Deep Learning

These notes focus primarily on evaluating a binary classification problem.

Accuracy, Precision, Recall and F1-score

One possible measure to evaluate binary classification models is Accuracy (1.1), i.e., the fraction of predictions we got right:

$$ Accuracy = \frac{TP+TN}{TP+TN+FP+FN} …(1.1) $$

in which:

TP: True Position, which is an outcome where the model correctly predicts the positive class.

TN: True Negative, which is an outcome where the model correctly predicts the negative class.

FP: False Position, which is an outcome where the model incorrectly predicts the positive class.

FN: False Negative, which is an outcome where the model incorrectly predicts the negative class.

However, in many cases, accuracy is a poor or misleading metric:

Most often when different kinds of mistakes have different costs.
Typical case includes class imbalance, when positives or negatives are extremely rare.

For class-imbalanced problems, it is useful to separate out different kinds of errors, such as Precision (1.2) and Recall (1.3):

$$ Precision = \frac{TP}{TP+FP}…(1.2) $$

$$ Recall = \frac{TP}{TP+FN}…(1.3) $$

Precision answers the question of what proportion of positive identifications was actually correct. Recall answers the question of what proportion of actual positives was identified correctly.

If model A has better precision and better recall than model B, then model A is probably better.

F1 score (also called F-score or F-measure) (1.4) is the of precision and recall.

$$ F_1=\Bigg(\frac{precision^{-1}+recall^{-1}}{2} \Bigg)^{-1} …(1.4) $$

The importance of the F1 score is different based on the scenario. Lets assume the target variable is a binary label.

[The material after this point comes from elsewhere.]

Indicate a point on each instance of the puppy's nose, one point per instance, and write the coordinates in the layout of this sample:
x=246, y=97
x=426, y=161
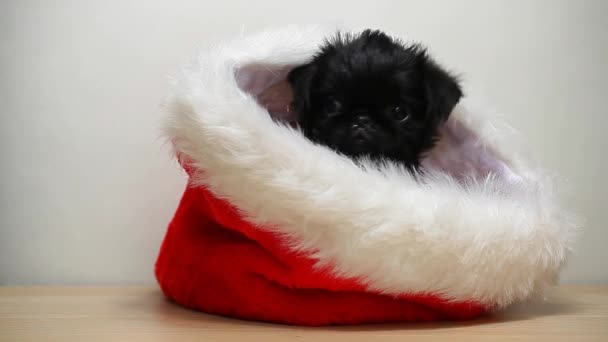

Balanced class: In this situation, the F1 score can effectively be ignored, the mis-classification rate is key.
Unbalanced class, but both classes are important: If the class distribution is highly skewed (such as 80:20 or 90:10), then a classifier can get a low mis-classification rate simply by choosing the majority class. In such a situation, I would choose the classifier that gets high F1 scores on both classes, as well as low mis-classification rate. A classifier that gets low F1-scores should be overlooked.
Unbalanced class, but one class if more important that the other. E.g., in Fraud detection, it is more important to correctly label an instance as fraudulent, as opposed to labeling the non-fraudulent one. In this case, I would pick the classifier that has a good F1 score only on the important class. Recall that the F1-score is available per class.

ROC Curve and AUC

An ROC curve (receiver operating characteristic curve) is a graph showing the performance of a classification model at all classification thresholds.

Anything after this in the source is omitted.